A Turkish national, identified only by his initials M. T., was remanded in custody over terror charges by an Istanbul court on Wednesday .
The U.S. Mission to Turkey issued a statement on Thursday saying the person was a “local employee” of its Istanbul consulate office.
“He is neither a staff of the U.S. Consulate nor does he have any diplomatic or consular immunity,” said Foreign Ministry spokesman Huseyin Muftuoglu in a statement.
Muftuoglu said the “person was detained on Sept. 25” and then remanded in custody “based on terror related charges”.
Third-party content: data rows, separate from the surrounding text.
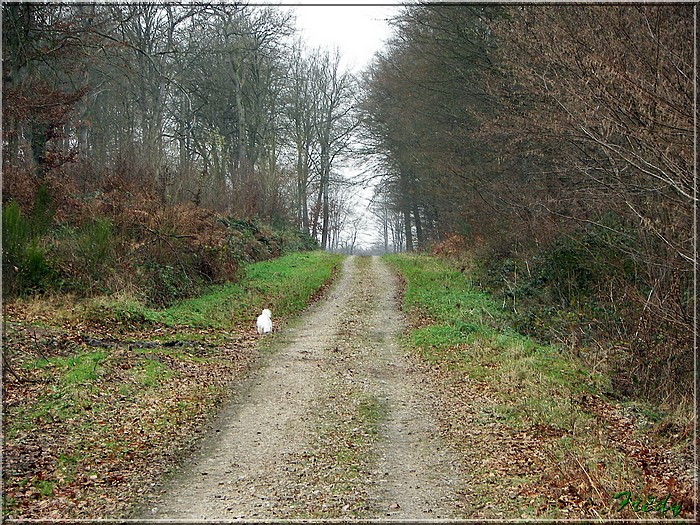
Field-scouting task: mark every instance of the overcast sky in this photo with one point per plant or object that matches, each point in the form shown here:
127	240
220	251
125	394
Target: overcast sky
357	30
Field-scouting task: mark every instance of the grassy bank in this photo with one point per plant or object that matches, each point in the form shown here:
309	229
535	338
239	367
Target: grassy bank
101	397
557	446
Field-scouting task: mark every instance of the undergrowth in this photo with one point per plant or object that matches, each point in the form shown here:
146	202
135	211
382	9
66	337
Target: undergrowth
92	412
541	389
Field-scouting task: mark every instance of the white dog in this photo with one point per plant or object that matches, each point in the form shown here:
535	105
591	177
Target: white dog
264	322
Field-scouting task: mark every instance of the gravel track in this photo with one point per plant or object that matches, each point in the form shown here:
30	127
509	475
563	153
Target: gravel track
337	422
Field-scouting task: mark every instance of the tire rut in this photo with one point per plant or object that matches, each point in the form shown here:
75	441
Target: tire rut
337	422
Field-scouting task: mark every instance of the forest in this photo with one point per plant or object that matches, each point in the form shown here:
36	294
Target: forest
153	149
552	149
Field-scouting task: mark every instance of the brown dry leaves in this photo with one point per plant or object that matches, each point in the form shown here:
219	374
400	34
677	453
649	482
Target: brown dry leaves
91	450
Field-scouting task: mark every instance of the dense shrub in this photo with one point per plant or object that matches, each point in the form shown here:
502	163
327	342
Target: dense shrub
587	291
120	236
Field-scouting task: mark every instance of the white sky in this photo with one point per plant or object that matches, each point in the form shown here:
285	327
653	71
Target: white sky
358	31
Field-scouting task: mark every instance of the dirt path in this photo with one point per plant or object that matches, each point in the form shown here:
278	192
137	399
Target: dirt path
337	423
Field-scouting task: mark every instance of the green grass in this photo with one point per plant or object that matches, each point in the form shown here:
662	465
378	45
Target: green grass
464	330
285	285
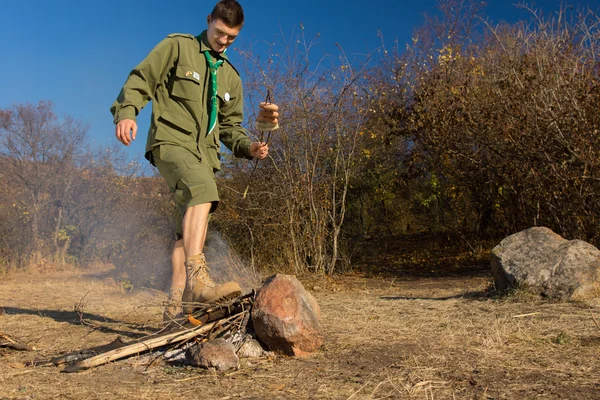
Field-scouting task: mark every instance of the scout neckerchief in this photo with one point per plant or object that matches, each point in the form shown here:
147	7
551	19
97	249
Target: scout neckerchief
212	120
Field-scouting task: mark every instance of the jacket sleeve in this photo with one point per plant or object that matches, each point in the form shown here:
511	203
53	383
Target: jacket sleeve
231	132
141	84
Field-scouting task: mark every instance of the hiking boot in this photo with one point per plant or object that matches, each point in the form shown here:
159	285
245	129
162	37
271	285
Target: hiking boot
199	288
173	311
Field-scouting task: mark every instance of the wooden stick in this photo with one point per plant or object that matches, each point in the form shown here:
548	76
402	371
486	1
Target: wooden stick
594	319
140	347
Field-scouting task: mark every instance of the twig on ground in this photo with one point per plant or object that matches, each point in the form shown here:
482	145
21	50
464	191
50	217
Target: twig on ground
526	315
594	319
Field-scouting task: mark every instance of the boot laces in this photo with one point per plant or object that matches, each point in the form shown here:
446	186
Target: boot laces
200	273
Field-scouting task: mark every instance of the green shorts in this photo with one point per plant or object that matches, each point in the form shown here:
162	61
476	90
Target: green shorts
191	180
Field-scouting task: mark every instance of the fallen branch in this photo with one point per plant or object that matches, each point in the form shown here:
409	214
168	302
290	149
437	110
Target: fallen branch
594	319
7	341
140	347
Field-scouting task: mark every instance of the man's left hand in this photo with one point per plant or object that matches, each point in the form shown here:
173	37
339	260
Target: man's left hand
259	150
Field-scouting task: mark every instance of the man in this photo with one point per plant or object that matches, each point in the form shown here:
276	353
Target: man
197	103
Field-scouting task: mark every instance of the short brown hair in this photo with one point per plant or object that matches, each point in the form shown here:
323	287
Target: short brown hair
230	12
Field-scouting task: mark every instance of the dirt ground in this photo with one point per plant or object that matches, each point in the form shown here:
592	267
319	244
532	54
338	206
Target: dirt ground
444	337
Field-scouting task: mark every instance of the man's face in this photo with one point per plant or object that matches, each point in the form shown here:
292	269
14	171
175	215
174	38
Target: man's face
219	35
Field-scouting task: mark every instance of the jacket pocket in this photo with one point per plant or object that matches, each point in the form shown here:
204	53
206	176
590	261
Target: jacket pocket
186	83
225	97
174	127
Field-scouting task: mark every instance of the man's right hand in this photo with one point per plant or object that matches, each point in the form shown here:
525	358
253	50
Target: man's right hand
125	131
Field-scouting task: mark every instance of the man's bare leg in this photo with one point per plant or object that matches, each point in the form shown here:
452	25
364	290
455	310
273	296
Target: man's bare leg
199	286
195	226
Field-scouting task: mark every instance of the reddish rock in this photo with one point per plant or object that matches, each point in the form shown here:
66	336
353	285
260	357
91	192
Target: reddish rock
286	317
216	353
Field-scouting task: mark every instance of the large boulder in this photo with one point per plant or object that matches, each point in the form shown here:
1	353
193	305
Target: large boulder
286	317
543	262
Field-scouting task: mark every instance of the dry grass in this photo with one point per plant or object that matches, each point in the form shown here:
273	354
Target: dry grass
421	339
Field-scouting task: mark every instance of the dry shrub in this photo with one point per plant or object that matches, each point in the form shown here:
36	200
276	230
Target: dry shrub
499	124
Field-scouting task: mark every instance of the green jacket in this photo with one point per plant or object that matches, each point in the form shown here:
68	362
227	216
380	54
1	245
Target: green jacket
176	77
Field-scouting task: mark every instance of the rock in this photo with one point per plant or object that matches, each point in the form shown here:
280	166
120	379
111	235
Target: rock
286	317
251	349
217	354
541	261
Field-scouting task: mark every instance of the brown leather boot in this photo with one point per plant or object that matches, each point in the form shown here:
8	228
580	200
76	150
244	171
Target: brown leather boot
173	311
199	288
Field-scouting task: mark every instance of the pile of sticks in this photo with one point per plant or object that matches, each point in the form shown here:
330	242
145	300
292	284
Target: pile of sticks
206	323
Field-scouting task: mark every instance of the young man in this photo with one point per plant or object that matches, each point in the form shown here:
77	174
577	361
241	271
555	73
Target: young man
197	103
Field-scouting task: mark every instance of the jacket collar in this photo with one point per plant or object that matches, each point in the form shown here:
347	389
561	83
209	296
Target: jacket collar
202	39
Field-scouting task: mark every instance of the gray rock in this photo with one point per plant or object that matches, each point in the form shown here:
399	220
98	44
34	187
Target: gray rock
543	262
286	317
251	349
217	354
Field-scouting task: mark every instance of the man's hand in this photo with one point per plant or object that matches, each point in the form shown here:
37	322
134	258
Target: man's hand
259	150
267	119
125	131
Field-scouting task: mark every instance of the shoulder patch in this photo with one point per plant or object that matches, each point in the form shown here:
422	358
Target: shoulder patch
186	35
231	65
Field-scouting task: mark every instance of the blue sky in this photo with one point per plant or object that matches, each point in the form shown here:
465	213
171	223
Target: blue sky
77	53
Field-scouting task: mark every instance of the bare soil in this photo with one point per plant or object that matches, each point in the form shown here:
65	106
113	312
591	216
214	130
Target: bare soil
392	337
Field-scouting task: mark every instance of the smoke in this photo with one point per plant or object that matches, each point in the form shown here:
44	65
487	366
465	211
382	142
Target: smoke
225	265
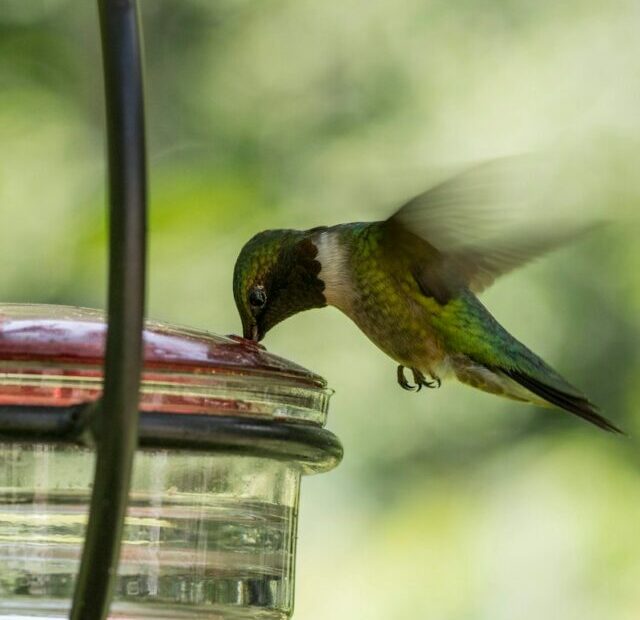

M.T. was allegedly linked to the Fetullah Terrorist Organization (FETO) suspects, including police commissioners and a fugitive, former public prosecutor Zekeriya Oz, who had been accused of "forming an organization to commit crime" and "attempting to overthrow the government by use of force" in a plot allegedly masterminded by U.S.-based Fetullah Gulen, a judicial source said on Wednesday.
Ankara accuses FETO and Gulen of having orchestrating the defeated coup attempt of July 15, 2016, which left 250 people martyred and nearly 2,200 injured, and of being behind a long-running campaign to overthrow the state through the infiltration of Turkish institutions, particularly the military, police and judiciary.